Granny is writing this in a hurry. She's off with Beloved shortly. As he is still outside, discussing life with Mr Handsome she does, just, have time to tell you the latest problem on her island. The Ministry for Coasts, in Spain - Costas for short - has decreed that throughout Spanish territory all buildings not in areas designated as urban and less than 100 metres from the sea have to be pulled down; this land belongs to the state and is not to be dwelt on, except within legal documents. This edict - much too late - talk about shutting the stable door -is designed to deal with the total ruination of the Spanish coastline and the Disneyland palaces, not to say Never Never lands, built here, there, everywhere. It is not meant - it is far too blunt an instrument - to deal with nice, perfectly in character little village houses, lived in for forty years and more in many cases. Some of them are cafes providing invariable but authentic meals for tourists after their visits to the nearby natural attraction. None of them offend anyone. As not in the case of the enormous, illegal and unsightly hotel described here, local people are all on the side of the unfortunate house and cafe owners sent letters last week ordering them to remove themselves within one month - almost without compensation -before the bulldozers arrive. There are other, similar places on the island likely to suffer the same fate. One is the previously almost ruined and deserted village just down on the coast from Granny and Beloved's place, taken over during the last few years and lovingly restored by locals, including friend and cleaner Nieves and Lolo her husband, as holiday houses; they too now await their letters with trepidation. Granny suspects local riots if this regulation is enforced in any such place. As everyone points out; "before they pull down our houses they should pull down the King's first." For his great mansion, on the far side of the island, the sunnier one, is built right on the coast, on the rocks, more or less. All await with interest to see how the authorities deal with that.

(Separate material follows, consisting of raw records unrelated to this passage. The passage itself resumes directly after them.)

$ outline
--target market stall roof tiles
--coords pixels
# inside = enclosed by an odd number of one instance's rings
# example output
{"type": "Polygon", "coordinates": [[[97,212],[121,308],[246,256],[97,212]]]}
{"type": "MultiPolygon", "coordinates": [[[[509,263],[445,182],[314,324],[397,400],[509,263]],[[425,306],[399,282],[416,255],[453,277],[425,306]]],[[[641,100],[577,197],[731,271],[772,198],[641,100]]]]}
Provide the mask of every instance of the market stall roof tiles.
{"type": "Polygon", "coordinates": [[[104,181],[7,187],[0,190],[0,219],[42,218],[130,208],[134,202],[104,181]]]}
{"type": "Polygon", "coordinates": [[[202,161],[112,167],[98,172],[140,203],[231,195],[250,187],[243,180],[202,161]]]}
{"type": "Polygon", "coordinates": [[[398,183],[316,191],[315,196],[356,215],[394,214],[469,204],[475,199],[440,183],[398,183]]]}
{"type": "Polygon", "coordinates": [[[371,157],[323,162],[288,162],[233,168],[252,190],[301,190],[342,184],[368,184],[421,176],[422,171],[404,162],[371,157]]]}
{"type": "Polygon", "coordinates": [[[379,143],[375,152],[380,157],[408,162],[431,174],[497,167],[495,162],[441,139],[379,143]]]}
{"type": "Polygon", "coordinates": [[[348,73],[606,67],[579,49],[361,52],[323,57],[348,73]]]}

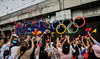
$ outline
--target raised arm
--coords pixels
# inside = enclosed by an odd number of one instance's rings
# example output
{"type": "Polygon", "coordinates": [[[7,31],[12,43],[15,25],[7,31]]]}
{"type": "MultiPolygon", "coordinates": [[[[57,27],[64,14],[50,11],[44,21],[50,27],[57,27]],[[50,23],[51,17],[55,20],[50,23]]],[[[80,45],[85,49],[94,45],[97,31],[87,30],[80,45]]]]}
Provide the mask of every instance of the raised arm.
{"type": "Polygon", "coordinates": [[[12,41],[12,38],[13,38],[13,32],[11,32],[11,37],[10,37],[10,40],[9,40],[10,43],[12,41]]]}
{"type": "Polygon", "coordinates": [[[85,43],[84,43],[84,41],[83,41],[83,37],[82,37],[82,44],[83,44],[83,46],[86,48],[86,45],[85,45],[85,43]]]}
{"type": "Polygon", "coordinates": [[[89,37],[93,40],[94,44],[100,46],[100,43],[99,43],[98,41],[96,41],[96,40],[91,36],[91,34],[89,34],[89,37]]]}

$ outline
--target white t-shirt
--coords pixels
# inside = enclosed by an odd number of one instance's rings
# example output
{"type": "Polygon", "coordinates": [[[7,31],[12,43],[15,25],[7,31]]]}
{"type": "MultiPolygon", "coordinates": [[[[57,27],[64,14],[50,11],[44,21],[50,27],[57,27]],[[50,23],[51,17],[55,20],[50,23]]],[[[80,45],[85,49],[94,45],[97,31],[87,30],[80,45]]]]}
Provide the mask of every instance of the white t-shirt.
{"type": "Polygon", "coordinates": [[[4,44],[4,45],[1,47],[1,49],[0,49],[0,51],[1,51],[1,53],[0,53],[0,59],[3,59],[4,51],[5,51],[5,50],[9,50],[9,46],[10,46],[10,42],[4,44]]]}

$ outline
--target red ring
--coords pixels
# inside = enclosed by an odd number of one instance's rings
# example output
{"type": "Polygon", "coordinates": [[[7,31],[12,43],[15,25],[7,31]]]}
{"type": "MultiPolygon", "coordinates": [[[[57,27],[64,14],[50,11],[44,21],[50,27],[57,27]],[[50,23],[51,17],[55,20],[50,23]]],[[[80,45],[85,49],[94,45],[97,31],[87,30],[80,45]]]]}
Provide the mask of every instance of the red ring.
{"type": "Polygon", "coordinates": [[[75,25],[75,24],[73,24],[73,25],[74,25],[75,27],[82,27],[82,26],[84,26],[84,25],[85,25],[85,19],[84,19],[82,16],[76,17],[76,18],[73,20],[73,22],[75,22],[75,20],[76,20],[77,18],[82,18],[83,21],[84,21],[84,23],[83,23],[82,25],[80,25],[80,26],[77,26],[77,25],[75,25]]]}

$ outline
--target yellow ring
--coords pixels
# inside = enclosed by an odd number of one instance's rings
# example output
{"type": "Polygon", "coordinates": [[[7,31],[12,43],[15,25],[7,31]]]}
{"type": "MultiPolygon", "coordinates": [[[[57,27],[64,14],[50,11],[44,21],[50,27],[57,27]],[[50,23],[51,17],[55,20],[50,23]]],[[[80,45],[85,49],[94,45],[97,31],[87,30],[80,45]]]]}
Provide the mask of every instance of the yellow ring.
{"type": "Polygon", "coordinates": [[[60,26],[61,26],[61,25],[64,26],[65,30],[64,30],[63,32],[61,32],[61,33],[58,32],[58,29],[57,29],[57,28],[59,27],[59,25],[58,25],[58,26],[56,27],[56,32],[57,32],[58,34],[64,34],[65,31],[66,31],[66,26],[65,26],[64,24],[60,24],[60,26]]]}

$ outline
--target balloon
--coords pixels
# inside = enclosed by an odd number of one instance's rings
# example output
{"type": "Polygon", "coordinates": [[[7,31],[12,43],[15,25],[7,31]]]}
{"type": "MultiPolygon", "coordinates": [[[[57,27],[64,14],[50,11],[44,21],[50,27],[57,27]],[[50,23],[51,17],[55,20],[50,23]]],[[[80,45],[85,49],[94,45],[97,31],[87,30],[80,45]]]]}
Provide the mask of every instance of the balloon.
{"type": "Polygon", "coordinates": [[[50,18],[50,16],[48,16],[48,18],[50,18]]]}
{"type": "Polygon", "coordinates": [[[92,33],[93,33],[93,32],[96,33],[96,32],[97,32],[97,29],[94,29],[94,30],[92,31],[92,33]]]}

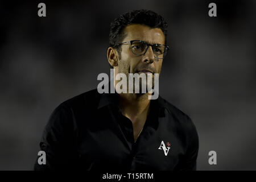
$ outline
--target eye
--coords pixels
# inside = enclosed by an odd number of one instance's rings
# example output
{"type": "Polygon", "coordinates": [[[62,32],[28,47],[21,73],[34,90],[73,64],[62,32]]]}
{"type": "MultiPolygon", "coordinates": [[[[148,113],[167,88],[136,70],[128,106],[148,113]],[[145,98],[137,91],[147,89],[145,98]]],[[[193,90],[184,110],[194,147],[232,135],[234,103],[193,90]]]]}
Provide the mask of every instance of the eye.
{"type": "Polygon", "coordinates": [[[159,49],[159,48],[155,48],[154,49],[154,52],[159,52],[159,53],[162,53],[162,52],[160,49],[159,49]]]}
{"type": "Polygon", "coordinates": [[[141,49],[141,46],[134,46],[132,47],[134,49],[141,49]]]}

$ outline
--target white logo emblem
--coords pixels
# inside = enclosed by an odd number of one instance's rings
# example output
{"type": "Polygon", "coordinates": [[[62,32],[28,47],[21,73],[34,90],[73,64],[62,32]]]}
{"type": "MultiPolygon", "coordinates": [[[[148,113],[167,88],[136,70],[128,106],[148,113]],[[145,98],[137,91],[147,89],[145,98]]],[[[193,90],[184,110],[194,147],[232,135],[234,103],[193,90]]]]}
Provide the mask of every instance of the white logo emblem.
{"type": "Polygon", "coordinates": [[[158,149],[162,150],[164,151],[164,155],[166,156],[167,156],[168,152],[169,152],[169,149],[171,148],[170,146],[171,146],[171,144],[169,142],[167,142],[166,143],[167,146],[168,146],[167,148],[166,148],[166,144],[164,144],[164,142],[162,140],[161,142],[161,144],[160,145],[159,148],[158,149]]]}

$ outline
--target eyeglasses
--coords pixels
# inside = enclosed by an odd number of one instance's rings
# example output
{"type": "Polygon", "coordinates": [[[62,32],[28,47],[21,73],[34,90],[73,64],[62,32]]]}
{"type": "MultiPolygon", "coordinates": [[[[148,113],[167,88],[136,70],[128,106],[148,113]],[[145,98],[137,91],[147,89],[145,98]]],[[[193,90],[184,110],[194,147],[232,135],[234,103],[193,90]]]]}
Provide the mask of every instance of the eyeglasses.
{"type": "Polygon", "coordinates": [[[154,56],[156,59],[164,59],[167,54],[169,47],[166,45],[155,44],[150,44],[145,41],[142,40],[130,40],[118,44],[116,46],[130,43],[131,44],[131,52],[135,55],[141,56],[146,53],[150,46],[153,50],[154,56]]]}

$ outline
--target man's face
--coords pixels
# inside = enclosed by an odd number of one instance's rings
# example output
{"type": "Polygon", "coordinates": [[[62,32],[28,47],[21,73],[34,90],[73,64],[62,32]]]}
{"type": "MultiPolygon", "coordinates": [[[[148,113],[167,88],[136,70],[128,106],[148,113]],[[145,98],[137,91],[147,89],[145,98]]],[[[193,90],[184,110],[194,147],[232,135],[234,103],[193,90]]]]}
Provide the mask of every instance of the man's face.
{"type": "MultiPolygon", "coordinates": [[[[151,28],[145,25],[134,24],[127,26],[124,30],[124,33],[126,36],[122,42],[139,40],[145,41],[150,44],[165,44],[164,35],[159,28],[151,28]]],[[[160,75],[163,59],[158,59],[154,57],[151,46],[148,46],[145,54],[141,56],[133,53],[130,44],[121,46],[121,59],[119,57],[118,65],[115,67],[115,73],[124,73],[128,78],[129,73],[141,74],[140,71],[148,70],[152,73],[152,84],[154,86],[154,73],[159,73],[160,75]]]]}

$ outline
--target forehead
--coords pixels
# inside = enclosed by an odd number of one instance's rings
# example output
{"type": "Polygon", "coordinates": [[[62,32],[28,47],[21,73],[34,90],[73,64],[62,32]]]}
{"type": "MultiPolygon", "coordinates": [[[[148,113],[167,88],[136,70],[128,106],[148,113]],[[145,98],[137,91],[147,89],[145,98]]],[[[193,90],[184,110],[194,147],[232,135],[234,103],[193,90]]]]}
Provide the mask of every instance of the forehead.
{"type": "Polygon", "coordinates": [[[143,40],[150,44],[164,44],[164,34],[159,28],[151,28],[146,25],[128,25],[123,30],[126,35],[123,42],[133,40],[143,40]]]}

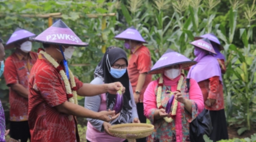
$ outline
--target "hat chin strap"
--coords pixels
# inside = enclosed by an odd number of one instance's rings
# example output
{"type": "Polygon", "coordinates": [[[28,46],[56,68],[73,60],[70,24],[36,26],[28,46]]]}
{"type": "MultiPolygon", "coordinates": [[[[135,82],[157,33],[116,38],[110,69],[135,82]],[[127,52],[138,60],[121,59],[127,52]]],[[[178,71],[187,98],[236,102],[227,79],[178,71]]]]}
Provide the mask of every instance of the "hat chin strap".
{"type": "Polygon", "coordinates": [[[65,68],[65,72],[66,72],[66,74],[67,75],[67,77],[68,77],[68,79],[70,79],[69,78],[69,72],[68,71],[68,61],[66,60],[65,59],[65,56],[64,54],[64,52],[63,52],[63,50],[62,50],[62,48],[61,46],[59,45],[59,48],[60,48],[60,49],[61,51],[61,54],[62,54],[62,56],[64,59],[63,60],[63,63],[64,65],[64,68],[65,68]]]}

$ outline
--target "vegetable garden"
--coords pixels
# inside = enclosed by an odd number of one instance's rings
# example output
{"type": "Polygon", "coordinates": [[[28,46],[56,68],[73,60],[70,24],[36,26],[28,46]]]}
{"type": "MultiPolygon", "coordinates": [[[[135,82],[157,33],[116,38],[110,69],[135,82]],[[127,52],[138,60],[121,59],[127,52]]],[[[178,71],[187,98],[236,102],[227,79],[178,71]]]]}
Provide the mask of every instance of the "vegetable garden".
{"type": "MultiPolygon", "coordinates": [[[[153,64],[168,48],[193,59],[189,42],[194,37],[214,33],[221,40],[226,59],[223,78],[229,137],[251,137],[256,133],[255,1],[2,0],[0,37],[6,42],[17,27],[39,34],[51,24],[51,20],[61,18],[89,43],[86,48],[76,47],[68,61],[74,75],[89,83],[106,48],[123,47],[123,42],[113,37],[128,27],[134,26],[148,42],[153,64]],[[46,18],[38,16],[53,13],[60,13],[46,18]]],[[[33,45],[35,51],[42,47],[38,43],[33,45]]],[[[6,56],[12,51],[6,50],[6,56]]],[[[8,88],[3,77],[0,79],[0,99],[8,119],[8,88]]],[[[84,99],[78,99],[83,106],[84,99]]],[[[80,118],[80,137],[84,142],[86,124],[80,118]]],[[[256,141],[255,137],[244,140],[256,141]]]]}

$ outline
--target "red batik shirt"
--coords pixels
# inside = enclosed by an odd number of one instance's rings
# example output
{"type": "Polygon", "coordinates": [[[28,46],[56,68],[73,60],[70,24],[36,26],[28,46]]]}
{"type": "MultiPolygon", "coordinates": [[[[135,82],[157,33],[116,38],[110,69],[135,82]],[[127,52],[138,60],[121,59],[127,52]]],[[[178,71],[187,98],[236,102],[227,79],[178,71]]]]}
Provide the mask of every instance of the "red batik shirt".
{"type": "Polygon", "coordinates": [[[219,110],[224,108],[223,88],[219,78],[219,76],[213,76],[198,83],[203,93],[205,108],[210,110],[219,110]],[[206,101],[208,98],[216,100],[212,106],[207,105],[206,101]]]}
{"type": "MultiPolygon", "coordinates": [[[[75,81],[79,89],[83,83],[77,78],[75,81]]],[[[29,86],[31,142],[79,142],[73,116],[60,113],[55,107],[68,100],[64,81],[58,69],[41,54],[32,68],[29,86]]]]}
{"type": "MultiPolygon", "coordinates": [[[[127,69],[129,78],[133,91],[135,92],[140,74],[146,73],[151,70],[151,62],[149,50],[144,45],[138,46],[134,51],[131,51],[128,62],[127,69]]],[[[144,92],[151,79],[152,75],[147,74],[140,94],[139,100],[141,103],[143,102],[144,92]]]]}
{"type": "MultiPolygon", "coordinates": [[[[9,56],[5,62],[4,76],[8,86],[19,83],[28,89],[28,78],[32,66],[36,61],[36,53],[29,52],[28,59],[18,51],[9,56]]],[[[28,120],[28,100],[9,88],[10,121],[28,120]]]]}

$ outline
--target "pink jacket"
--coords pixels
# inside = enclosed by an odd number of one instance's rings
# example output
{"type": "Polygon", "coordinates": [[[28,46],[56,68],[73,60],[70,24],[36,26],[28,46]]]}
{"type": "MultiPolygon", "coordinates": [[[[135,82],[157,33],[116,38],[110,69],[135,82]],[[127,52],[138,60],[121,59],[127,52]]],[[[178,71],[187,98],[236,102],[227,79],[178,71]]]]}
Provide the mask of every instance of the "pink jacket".
{"type": "MultiPolygon", "coordinates": [[[[184,78],[183,81],[183,87],[181,89],[181,93],[183,95],[183,97],[186,98],[187,95],[188,99],[191,100],[192,113],[191,114],[186,110],[184,110],[184,105],[178,102],[176,116],[174,121],[171,123],[167,123],[162,118],[158,120],[154,120],[153,119],[154,113],[158,109],[156,105],[156,92],[158,80],[152,81],[148,86],[144,94],[144,115],[154,125],[155,129],[153,134],[148,137],[148,142],[158,140],[171,142],[176,139],[177,142],[183,142],[189,139],[189,122],[191,122],[198,114],[202,112],[204,108],[204,105],[201,90],[196,81],[192,78],[190,79],[189,92],[186,88],[186,78],[184,78]],[[186,119],[183,118],[184,117],[186,119]]],[[[170,89],[172,92],[176,91],[177,85],[171,86],[166,86],[164,81],[163,84],[162,95],[166,95],[165,92],[166,90],[170,89]]],[[[164,100],[165,99],[168,101],[168,97],[162,97],[161,102],[166,101],[164,100]],[[164,98],[167,98],[167,99],[164,98]]],[[[166,103],[167,102],[163,103],[162,104],[165,108],[166,103]]]]}

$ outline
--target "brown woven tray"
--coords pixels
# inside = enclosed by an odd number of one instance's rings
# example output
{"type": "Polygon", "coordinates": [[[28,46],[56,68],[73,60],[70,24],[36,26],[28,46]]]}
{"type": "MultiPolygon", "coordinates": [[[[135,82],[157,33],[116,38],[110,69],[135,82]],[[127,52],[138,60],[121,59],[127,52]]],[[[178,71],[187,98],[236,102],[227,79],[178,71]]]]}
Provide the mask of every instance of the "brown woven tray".
{"type": "Polygon", "coordinates": [[[154,126],[146,123],[122,124],[108,129],[114,136],[125,139],[137,139],[152,134],[154,126]]]}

They truth is, she fears, that in the end only the little people will get done by this law. The owners of the hideous palaces will bribe someone and so get exempted. Not least because their palaces would cost the state a fortune to demolish, unlike the village houses.
Granny must stop here; it's the lowest tide of the year following the equinox. She and Beloved are off to the once-ruined village, one of the best places they know for rockpooling, for finding some if not all the animals with which they like to stock their kitchen rockpool. On Sunday she has to return to the UK yet again, on behalf of the sadder members of her family. She may post again first. She will post from there if not.